Por su parte, en el municipio Santos Marquina la festividad adquirió un matiz de profunda conexión con la tierra laboriosa, especialmente en La Mucuy Alta y en el hermoso pueblo de Tabay, a pocos minutos de la ciudad de Mérida. Allí, los productores locales se esmeraron en diseñar carrozas monumentales que resultaron verdaderas obras de arte en movimiento, elaboradas exclusivamente con frutos frescos, verduras relucientes y legumbres de todos los colores.
Asimismo, en Tabay y sus comunidades aledañas, las majestuosas yuntas de bueyes —animales que simbolizan el trabajo histórico del campo— caminaron con paso firme y elegante.

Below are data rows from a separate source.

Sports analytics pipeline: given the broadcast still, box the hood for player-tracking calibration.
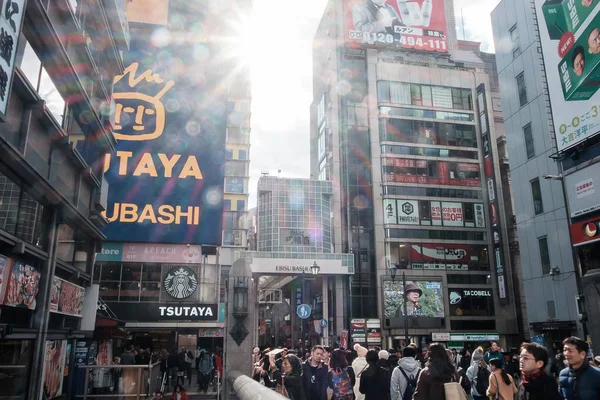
[398,357,421,375]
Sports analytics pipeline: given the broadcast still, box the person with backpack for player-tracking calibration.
[467,347,492,400]
[486,358,518,400]
[390,347,421,400]
[327,349,356,400]
[413,343,462,400]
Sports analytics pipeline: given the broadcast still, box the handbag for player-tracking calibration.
[444,377,468,400]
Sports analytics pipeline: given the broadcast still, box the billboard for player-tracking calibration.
[344,0,448,53]
[535,0,600,152]
[383,279,444,318]
[103,33,226,245]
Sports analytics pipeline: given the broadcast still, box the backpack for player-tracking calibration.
[396,366,421,400]
[331,368,354,399]
[475,365,490,396]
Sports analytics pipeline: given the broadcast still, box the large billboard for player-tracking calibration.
[344,0,448,53]
[535,0,600,151]
[104,31,227,245]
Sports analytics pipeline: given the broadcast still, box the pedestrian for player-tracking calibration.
[302,346,328,400]
[558,336,600,400]
[358,350,390,400]
[390,346,421,400]
[413,343,459,400]
[352,343,369,400]
[516,343,563,400]
[327,349,356,400]
[486,358,518,400]
[467,347,492,400]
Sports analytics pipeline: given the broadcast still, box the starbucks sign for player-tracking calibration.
[163,266,198,300]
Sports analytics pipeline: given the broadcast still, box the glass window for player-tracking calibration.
[531,179,544,215]
[538,236,552,275]
[516,72,527,107]
[523,124,535,159]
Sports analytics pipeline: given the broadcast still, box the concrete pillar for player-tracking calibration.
[223,259,258,400]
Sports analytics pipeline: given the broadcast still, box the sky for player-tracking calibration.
[248,0,499,207]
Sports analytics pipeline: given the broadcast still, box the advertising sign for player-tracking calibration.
[564,163,600,217]
[383,199,398,224]
[50,276,85,317]
[535,0,600,152]
[344,0,448,53]
[103,31,227,245]
[4,261,40,310]
[383,279,444,318]
[442,201,464,226]
[398,200,420,225]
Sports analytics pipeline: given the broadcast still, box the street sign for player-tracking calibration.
[296,304,311,319]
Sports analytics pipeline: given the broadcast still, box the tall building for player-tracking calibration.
[492,0,600,345]
[0,0,130,400]
[311,0,521,348]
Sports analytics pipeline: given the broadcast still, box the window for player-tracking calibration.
[523,124,535,159]
[517,72,527,107]
[531,179,544,215]
[510,24,521,58]
[538,236,551,275]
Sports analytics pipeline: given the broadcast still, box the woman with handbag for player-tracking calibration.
[486,358,518,400]
[265,354,306,400]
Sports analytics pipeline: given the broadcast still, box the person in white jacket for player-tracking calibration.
[390,346,421,400]
[352,343,369,400]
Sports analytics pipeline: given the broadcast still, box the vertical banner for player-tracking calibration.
[477,84,508,304]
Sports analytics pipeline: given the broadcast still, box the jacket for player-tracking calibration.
[558,360,600,400]
[413,367,459,400]
[486,370,518,400]
[302,358,329,400]
[515,374,563,400]
[352,357,369,400]
[390,357,421,400]
[358,364,390,400]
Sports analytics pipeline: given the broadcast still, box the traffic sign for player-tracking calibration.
[296,304,311,319]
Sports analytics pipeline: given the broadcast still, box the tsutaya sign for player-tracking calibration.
[250,257,351,275]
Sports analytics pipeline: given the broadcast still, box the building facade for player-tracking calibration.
[491,0,584,345]
[311,1,522,347]
[0,1,130,399]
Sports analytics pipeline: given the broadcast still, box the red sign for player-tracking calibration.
[570,217,600,246]
[343,0,448,53]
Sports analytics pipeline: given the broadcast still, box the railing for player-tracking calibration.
[227,370,285,400]
[77,362,163,400]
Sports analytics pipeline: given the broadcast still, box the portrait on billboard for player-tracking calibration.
[535,0,600,152]
[383,279,444,318]
[344,0,448,52]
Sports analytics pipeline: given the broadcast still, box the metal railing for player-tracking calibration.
[77,362,164,400]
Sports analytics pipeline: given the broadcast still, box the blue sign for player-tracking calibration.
[296,304,311,319]
[103,32,227,245]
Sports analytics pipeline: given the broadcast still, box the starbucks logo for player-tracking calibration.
[164,267,198,299]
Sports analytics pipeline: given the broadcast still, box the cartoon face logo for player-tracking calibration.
[164,267,198,300]
[113,62,175,141]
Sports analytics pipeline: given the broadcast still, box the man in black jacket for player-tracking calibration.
[302,346,329,400]
[515,343,563,400]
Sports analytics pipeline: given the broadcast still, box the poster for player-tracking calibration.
[383,279,444,318]
[4,261,40,310]
[531,0,600,152]
[343,0,448,53]
[44,340,67,399]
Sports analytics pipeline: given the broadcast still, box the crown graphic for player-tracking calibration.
[113,62,175,101]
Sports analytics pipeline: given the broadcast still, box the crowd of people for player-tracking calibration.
[252,337,600,400]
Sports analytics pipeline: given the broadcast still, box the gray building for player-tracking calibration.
[491,0,583,343]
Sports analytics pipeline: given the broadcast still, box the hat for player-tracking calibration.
[405,282,423,296]
[354,343,368,357]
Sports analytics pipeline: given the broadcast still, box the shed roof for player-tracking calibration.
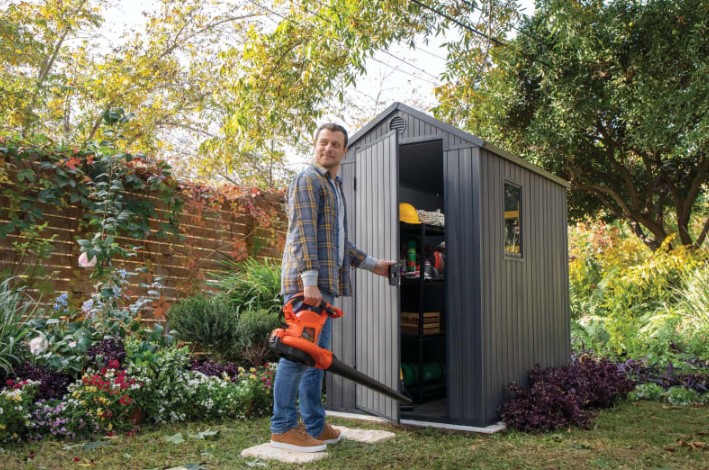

Adornados con flores, cintas y collares de frutas, estos animales fueron guiados por campesinos orgullosos de sus raíces que recorrieron las calles en agradecimiento al santo patrono.
La belleza de esta celebración se extendió con igual intensidad por el resto de la entidad andina.

En Bailadores, en el Valle de Mocotíes, la creatividad de los agricultores también se desbordó en sus propias actividades culturales y religiosas. Mientras tanto, a más de 3.000 metros de altura, en Mucuchíes, San Rafael de Mucuchíes y otras comunidades del páramo, el frío de la montaña se templó con la solemnidad de las misas y la bendición de las semillas.
Sin distingo de edad, esta tradición se inculca de generación en generación, desde los más pequeños de cada hogar hasta los abuelos, quienes custodian los valores cristianos de la región. Se trata de una celebración que representa el sentir genuino de los andinos en cada rincón, quienes con profunda fe se rinden cada año ante San Isidro Labrador.